The authors evaluate their proposed TRIAGE model against several ISMTS baselines under varying variable masking ratios on the MIMIC-III dataset. Results demonstrate that both the supervised fine-tuned and reinforcement learning-enhanced versions of TRIAGE consistently achieve superior discrimination performance compared to existing methods across all tested missing data scenarios. The model maintains robust predictive accuracy even as the proportion of masked variables increases, highlighting its resilience to incomplete clinical information. The proposed TRIAGE model, particularly after reinforcement learning, consistently outperforms all ISMTS baselines in both AUROC and AUPRC metrics across all variable masking ratios. TRIAGE demonstrates superior robustness to missing data, maintaining high predictive performance even when up to half of the input variables are removed. The reinforcement learning stage provides a notable performance boost over supervised fine-tuning alone, achieving the best results on nearly all evaluation points.
The authors evaluate model performance across varying training data sizes on the P12 dataset.
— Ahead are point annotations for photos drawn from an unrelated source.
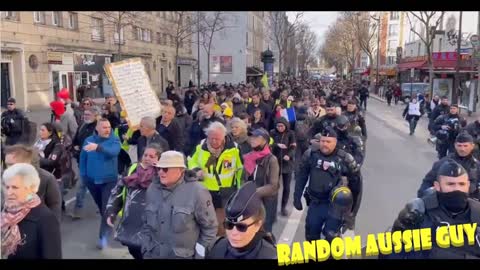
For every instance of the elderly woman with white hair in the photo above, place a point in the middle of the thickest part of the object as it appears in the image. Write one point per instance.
(29, 229)
(219, 159)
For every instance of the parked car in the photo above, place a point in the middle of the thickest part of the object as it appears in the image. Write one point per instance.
(409, 89)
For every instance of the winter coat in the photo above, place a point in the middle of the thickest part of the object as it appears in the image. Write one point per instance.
(100, 166)
(287, 138)
(49, 192)
(51, 160)
(142, 142)
(173, 134)
(177, 218)
(40, 230)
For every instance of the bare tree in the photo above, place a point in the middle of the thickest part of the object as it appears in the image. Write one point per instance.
(306, 41)
(430, 22)
(117, 21)
(182, 28)
(281, 31)
(211, 23)
(365, 32)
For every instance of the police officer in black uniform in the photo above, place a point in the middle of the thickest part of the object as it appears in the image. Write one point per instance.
(445, 205)
(328, 168)
(474, 130)
(357, 121)
(245, 238)
(446, 128)
(462, 155)
(328, 120)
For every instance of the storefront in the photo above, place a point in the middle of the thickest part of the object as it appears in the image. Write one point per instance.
(90, 79)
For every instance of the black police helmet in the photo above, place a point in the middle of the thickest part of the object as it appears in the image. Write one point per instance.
(341, 199)
(451, 168)
(342, 122)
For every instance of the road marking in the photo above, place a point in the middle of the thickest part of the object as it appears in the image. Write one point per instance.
(70, 201)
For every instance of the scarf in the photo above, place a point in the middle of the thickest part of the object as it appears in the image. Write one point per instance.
(141, 178)
(250, 159)
(11, 216)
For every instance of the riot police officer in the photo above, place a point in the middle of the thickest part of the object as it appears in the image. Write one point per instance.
(447, 204)
(446, 128)
(328, 120)
(474, 130)
(244, 219)
(462, 155)
(328, 168)
(357, 121)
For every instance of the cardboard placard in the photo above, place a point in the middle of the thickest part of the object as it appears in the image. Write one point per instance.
(133, 90)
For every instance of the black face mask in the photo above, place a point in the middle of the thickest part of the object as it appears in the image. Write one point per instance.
(455, 201)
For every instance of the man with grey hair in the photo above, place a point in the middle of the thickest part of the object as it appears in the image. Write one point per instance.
(218, 157)
(148, 135)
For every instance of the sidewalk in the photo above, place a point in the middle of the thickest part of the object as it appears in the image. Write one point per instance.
(472, 118)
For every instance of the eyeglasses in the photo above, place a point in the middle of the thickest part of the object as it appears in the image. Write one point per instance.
(165, 170)
(241, 227)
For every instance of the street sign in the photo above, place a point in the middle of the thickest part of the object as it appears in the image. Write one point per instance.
(474, 40)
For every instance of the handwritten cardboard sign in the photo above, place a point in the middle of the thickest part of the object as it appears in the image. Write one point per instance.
(132, 87)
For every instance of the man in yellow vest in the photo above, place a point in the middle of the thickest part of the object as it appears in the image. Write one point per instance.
(218, 158)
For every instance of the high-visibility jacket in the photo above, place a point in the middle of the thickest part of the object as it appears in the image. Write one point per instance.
(289, 103)
(125, 146)
(124, 190)
(228, 170)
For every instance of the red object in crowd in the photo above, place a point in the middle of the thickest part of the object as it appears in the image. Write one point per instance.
(64, 94)
(58, 108)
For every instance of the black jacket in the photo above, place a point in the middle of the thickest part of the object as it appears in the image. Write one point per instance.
(85, 131)
(12, 126)
(174, 134)
(260, 248)
(51, 161)
(471, 164)
(49, 192)
(141, 143)
(287, 138)
(41, 232)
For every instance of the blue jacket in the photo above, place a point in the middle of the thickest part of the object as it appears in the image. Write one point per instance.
(100, 166)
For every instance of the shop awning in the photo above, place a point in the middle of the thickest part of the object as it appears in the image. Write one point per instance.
(409, 65)
(254, 72)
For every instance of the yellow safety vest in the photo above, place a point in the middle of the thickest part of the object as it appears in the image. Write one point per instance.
(228, 168)
(124, 190)
(125, 146)
(289, 103)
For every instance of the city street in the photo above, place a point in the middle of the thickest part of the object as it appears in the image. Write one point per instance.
(394, 167)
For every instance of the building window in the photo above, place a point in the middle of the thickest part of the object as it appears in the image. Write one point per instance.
(97, 29)
(72, 20)
(147, 35)
(39, 17)
(57, 18)
(10, 15)
(393, 30)
(394, 15)
(118, 37)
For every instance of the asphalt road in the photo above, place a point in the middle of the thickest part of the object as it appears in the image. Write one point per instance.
(394, 167)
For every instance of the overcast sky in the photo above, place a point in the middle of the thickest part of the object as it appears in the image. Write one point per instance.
(318, 21)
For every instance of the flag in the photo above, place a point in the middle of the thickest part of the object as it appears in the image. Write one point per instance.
(265, 80)
(289, 114)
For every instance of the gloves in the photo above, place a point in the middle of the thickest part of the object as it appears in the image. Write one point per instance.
(411, 216)
(297, 203)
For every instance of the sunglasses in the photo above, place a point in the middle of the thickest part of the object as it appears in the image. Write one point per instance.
(165, 170)
(241, 227)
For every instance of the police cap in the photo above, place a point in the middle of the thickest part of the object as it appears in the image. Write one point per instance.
(244, 203)
(464, 137)
(451, 168)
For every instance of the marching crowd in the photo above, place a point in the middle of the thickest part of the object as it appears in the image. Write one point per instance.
(210, 169)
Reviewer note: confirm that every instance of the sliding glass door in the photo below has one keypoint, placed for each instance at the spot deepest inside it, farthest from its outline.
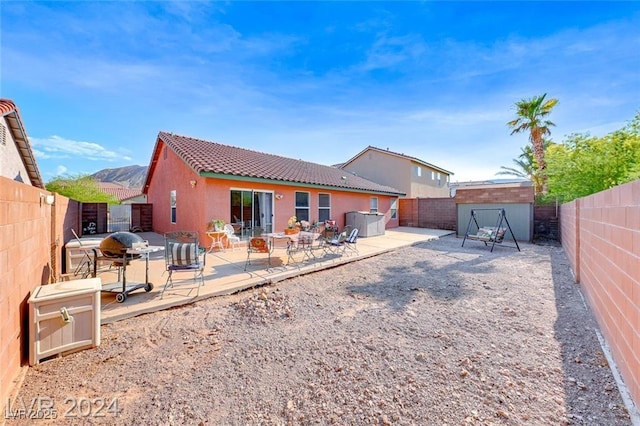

Results demonstrate that all methods benefit from increased data availability, with performance gains evident as the training set expands. The proposed method consistently achieves the highest discrimination scores across all data fractions, showing the most significant advantage in low-resource settings. The proposed method achieves the highest AUROC and AUPRC scores across all data sizes, with the most significant advantage at the lowest training fraction. Performance for all models improves as the training data size increases. The method maintains a clear lead over baselines even as data availability grows, though the margin narrows slightly at higher data fractions.
The authors analyze the effectiveness of various reasoning structures by comparing zero-shot inference with supervised fine-tuning baselines. The results demonstrate that the proposed TRIAGE_SFT approach delivers the highest performance in discrimination metrics compared to all other tested methods. TRIAGE_SFT achieves superior performance in discrimination metrics relative to zero-shot inference and other supervised baselines. One-sided rationale supervision results in lower predictive accuracy compared to answer-only supervised fine-tuning. Zero-shot inference exhibits the weakest performance among the evaluated reasoning strategies.
The authors evaluate TRIAGE against established baselines on the P12 and MIMIC-III datasets by testing performance across varying training data fractions, increasing input variable masking ratios, and distinct reasoning strategies. These experiments validate the model's high data efficiency in low-resource settings, its predictive stability under severe missing data conditions, and the effectiveness of reinforcement learning over zero-shot or standard supervised approaches. Overall, TRIAGE demonstrates superior resilience to training scarcity and incomplete clinical information while maintaining consistent top-tier performance across all tested scenarios.